El
diario El País propuso hace años a Elvira Lindo que escribiese una
columna diaria durante el mes de agosto y ella, tras aceptar, decidió convertir
sus letras en un dibujo bienhumorado sobre la realidad que vivió durante
aquellas semanas, habitando en una residencia veraniega fuera de Madrid,
acompañada por sus hijos adolescentes y su marido, el también escritor Antonio
Muñoz Molina (que se encontraba en pleno proceso creativo de su libro Sefarad).
Aquellas páginas, que ahora se reúnen en el volumen Tinto de verano,
pretendían “retratar a las personas por su lado más cómico, no hacer una
descripción realista”, pero se llevó la sorpresa de que muchos lectores no
entendieron bien el propósito que la guiaba y se tomaron en serio sus bromas.

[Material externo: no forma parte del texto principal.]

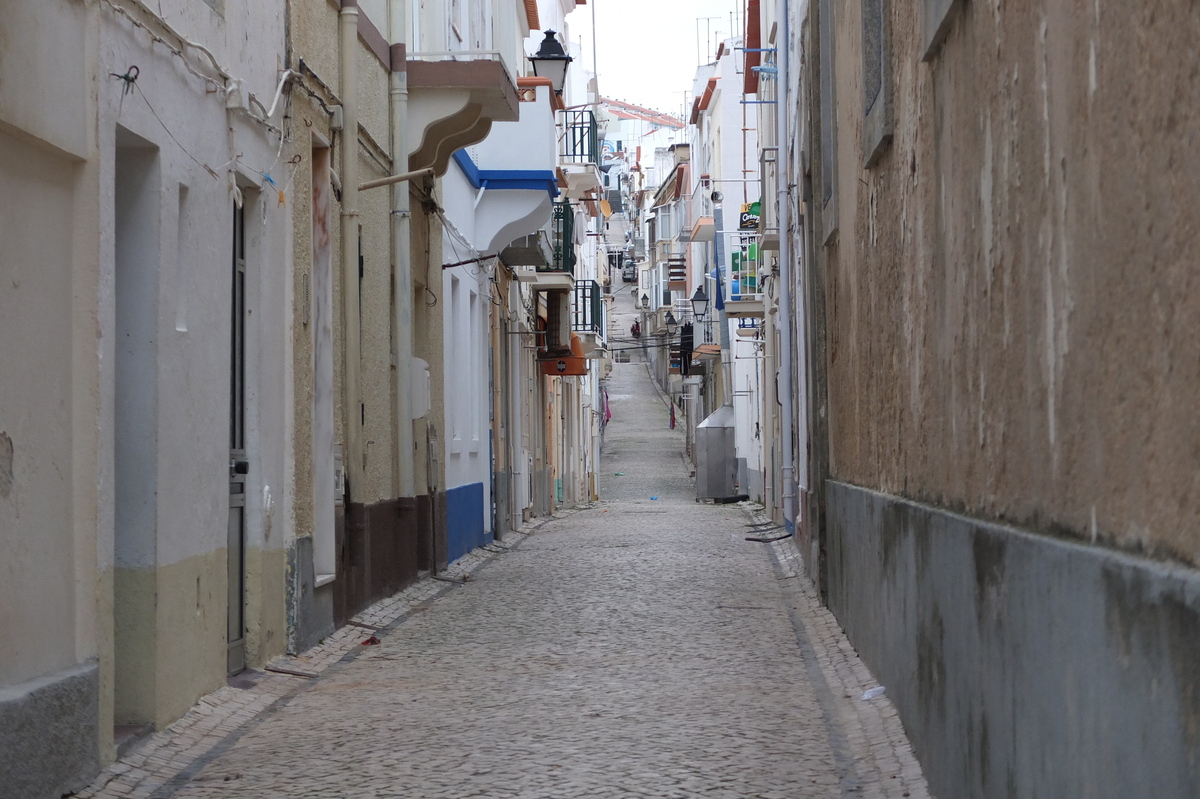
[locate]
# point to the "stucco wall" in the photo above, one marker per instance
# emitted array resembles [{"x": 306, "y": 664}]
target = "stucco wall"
[{"x": 1011, "y": 323}]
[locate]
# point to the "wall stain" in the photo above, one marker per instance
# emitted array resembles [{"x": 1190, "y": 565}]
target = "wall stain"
[
  {"x": 6, "y": 478},
  {"x": 989, "y": 551},
  {"x": 1156, "y": 629},
  {"x": 931, "y": 664}
]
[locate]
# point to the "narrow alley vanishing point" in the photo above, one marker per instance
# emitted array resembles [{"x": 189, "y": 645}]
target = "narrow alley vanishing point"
[{"x": 639, "y": 647}]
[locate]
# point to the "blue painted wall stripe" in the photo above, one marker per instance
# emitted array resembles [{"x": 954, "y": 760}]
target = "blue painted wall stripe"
[{"x": 465, "y": 520}]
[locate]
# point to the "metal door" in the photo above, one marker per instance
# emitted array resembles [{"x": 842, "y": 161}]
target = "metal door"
[{"x": 238, "y": 463}]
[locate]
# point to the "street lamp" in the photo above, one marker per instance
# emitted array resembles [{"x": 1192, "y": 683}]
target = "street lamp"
[{"x": 551, "y": 61}]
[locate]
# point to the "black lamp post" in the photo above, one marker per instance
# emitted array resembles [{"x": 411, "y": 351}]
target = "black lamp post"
[{"x": 551, "y": 61}]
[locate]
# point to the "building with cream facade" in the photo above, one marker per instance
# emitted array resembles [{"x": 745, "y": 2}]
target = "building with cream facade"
[{"x": 246, "y": 390}]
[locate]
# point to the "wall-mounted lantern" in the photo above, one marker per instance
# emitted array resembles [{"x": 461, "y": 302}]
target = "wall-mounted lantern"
[{"x": 551, "y": 61}]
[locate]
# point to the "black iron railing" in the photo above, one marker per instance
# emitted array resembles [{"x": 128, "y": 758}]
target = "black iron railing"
[
  {"x": 564, "y": 239},
  {"x": 587, "y": 307},
  {"x": 580, "y": 139}
]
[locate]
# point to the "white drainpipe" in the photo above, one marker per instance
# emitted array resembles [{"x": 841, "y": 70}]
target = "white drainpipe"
[
  {"x": 785, "y": 269},
  {"x": 352, "y": 402},
  {"x": 401, "y": 251}
]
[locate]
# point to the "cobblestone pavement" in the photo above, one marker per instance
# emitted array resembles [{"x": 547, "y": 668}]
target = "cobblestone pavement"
[{"x": 635, "y": 648}]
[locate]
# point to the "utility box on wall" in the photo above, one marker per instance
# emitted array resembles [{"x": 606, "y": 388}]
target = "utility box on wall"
[{"x": 717, "y": 466}]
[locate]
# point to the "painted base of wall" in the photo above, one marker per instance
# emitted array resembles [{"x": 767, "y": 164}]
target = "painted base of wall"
[
  {"x": 376, "y": 554},
  {"x": 310, "y": 608},
  {"x": 1021, "y": 665},
  {"x": 503, "y": 522},
  {"x": 49, "y": 733},
  {"x": 465, "y": 521},
  {"x": 265, "y": 606},
  {"x": 431, "y": 536},
  {"x": 169, "y": 637}
]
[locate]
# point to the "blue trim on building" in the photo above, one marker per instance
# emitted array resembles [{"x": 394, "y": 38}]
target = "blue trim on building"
[
  {"x": 507, "y": 179},
  {"x": 465, "y": 521}
]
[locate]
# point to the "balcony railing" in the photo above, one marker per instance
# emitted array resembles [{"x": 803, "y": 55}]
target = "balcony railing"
[
  {"x": 580, "y": 140},
  {"x": 743, "y": 260},
  {"x": 563, "y": 240},
  {"x": 587, "y": 307}
]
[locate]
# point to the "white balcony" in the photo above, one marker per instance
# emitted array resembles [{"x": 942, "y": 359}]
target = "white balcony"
[{"x": 511, "y": 173}]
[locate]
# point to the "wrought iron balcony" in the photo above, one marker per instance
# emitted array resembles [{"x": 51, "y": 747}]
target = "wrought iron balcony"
[
  {"x": 587, "y": 308},
  {"x": 580, "y": 142},
  {"x": 563, "y": 236}
]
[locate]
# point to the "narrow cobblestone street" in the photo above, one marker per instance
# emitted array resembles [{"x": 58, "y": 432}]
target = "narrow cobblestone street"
[{"x": 639, "y": 647}]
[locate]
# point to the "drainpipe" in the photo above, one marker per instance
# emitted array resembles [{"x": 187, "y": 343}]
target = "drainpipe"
[
  {"x": 785, "y": 271},
  {"x": 352, "y": 401},
  {"x": 723, "y": 320},
  {"x": 401, "y": 252}
]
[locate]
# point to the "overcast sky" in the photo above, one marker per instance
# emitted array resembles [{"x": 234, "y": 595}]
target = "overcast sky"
[{"x": 647, "y": 49}]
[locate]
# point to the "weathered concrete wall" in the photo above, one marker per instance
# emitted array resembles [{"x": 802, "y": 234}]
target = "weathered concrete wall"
[
  {"x": 51, "y": 732},
  {"x": 1011, "y": 335},
  {"x": 1023, "y": 665},
  {"x": 1012, "y": 323}
]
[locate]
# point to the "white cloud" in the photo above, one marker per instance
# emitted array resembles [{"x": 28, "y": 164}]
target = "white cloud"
[{"x": 648, "y": 49}]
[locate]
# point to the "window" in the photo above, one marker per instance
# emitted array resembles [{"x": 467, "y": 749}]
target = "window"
[
  {"x": 936, "y": 17},
  {"x": 876, "y": 80}
]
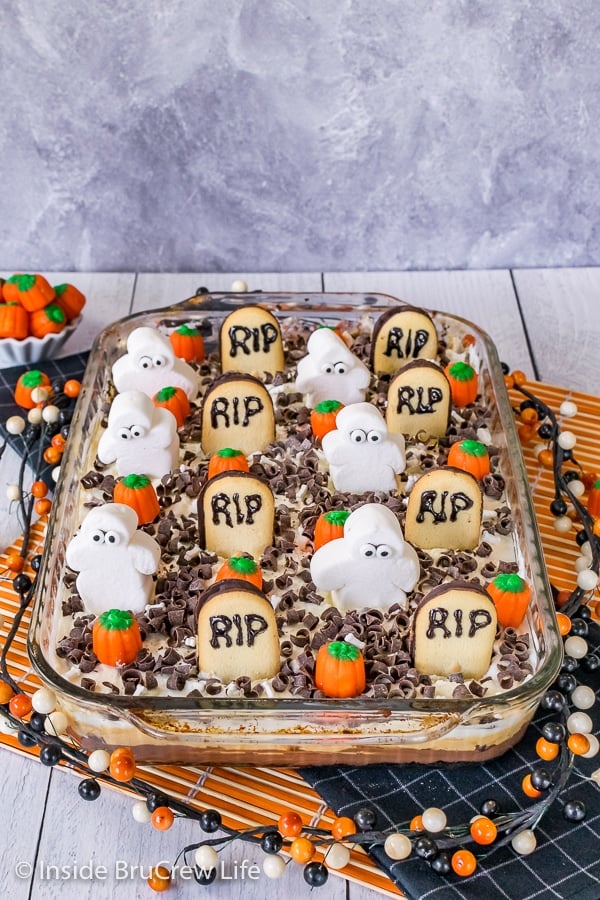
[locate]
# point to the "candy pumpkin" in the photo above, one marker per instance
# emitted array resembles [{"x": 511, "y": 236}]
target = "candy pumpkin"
[
  {"x": 470, "y": 456},
  {"x": 31, "y": 291},
  {"x": 227, "y": 460},
  {"x": 463, "y": 383},
  {"x": 27, "y": 383},
  {"x": 241, "y": 567},
  {"x": 14, "y": 321},
  {"x": 116, "y": 638},
  {"x": 175, "y": 400},
  {"x": 340, "y": 670},
  {"x": 70, "y": 300},
  {"x": 187, "y": 343},
  {"x": 511, "y": 595},
  {"x": 330, "y": 526},
  {"x": 137, "y": 492},
  {"x": 49, "y": 320},
  {"x": 323, "y": 416}
]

Por fortuna, como anota después, “la mayoría de los lectores me siguieron el
juego, hicieron lo que yo esperaba: relajarse, leer y sonreír, y a veces, hasta
reírse”.
Este
volumen nos ofrece secuencias impagables, donde el ánimo festivo burbujea casi
en cada párrafo y nos regala felicidad lectora. En ellas, nos presenta a un
Antonio Muñoz Molina que mata mosquitos por las noches con un periódico
enrollado; a un padre que come más que la orilla del río (el artículo
“Abuelito, dime tú” es antológico); o a unos hijos que se refugian en frases de
Fernando Savater para no realizar sus tareas domésticas. Pero esa mirada jocosa
también la despliega sobre sí misma, y vemos a la escritora planteándose la
conveniencia de someterse a alguna operación quirúrgica, para parecerse a
Jennifer Aniston; o explicándonos que está apuntada a un gimnasio, pero que no
va nunca (“Bastante hago con pagarlo”); o gastándose veinte mil pesetas en una
crema facial que sus hijos se untan en unas tostadas, creyéndola crema de
cacahuete; o comprándose un colchón carísimo, que pretende desgravar en
Hacienda; o calibrando la posibilidad de adquirir un cerdo como animal de
compañía; o viéndose envuelta en una sesión depilatoria hilarante, porque los
hijos de la esteticién son lectores de sus libros de Manolito Gafotas y desean
estar presentes.
Con una prosa refrescante, Elvira Lindo nos va trasladando la crónica de un mes tórrido y aburrido, en la que sobrevive como puede a la lejanía de su amado asfalto madrileño, sin el que no se siente demasiado cómoda. “De lo que yo trataba de escribir este verano era, aunque a lo mejor no he sabido escribirlo y nadie se haya enterado, sencillamente de la felicidad”, dice para terminar el libro. Mi aplauso, desde luego, lo ha logrado. Y mis sonrisas (que no son fáciles de arrancar) fueron constantes durante la lectura.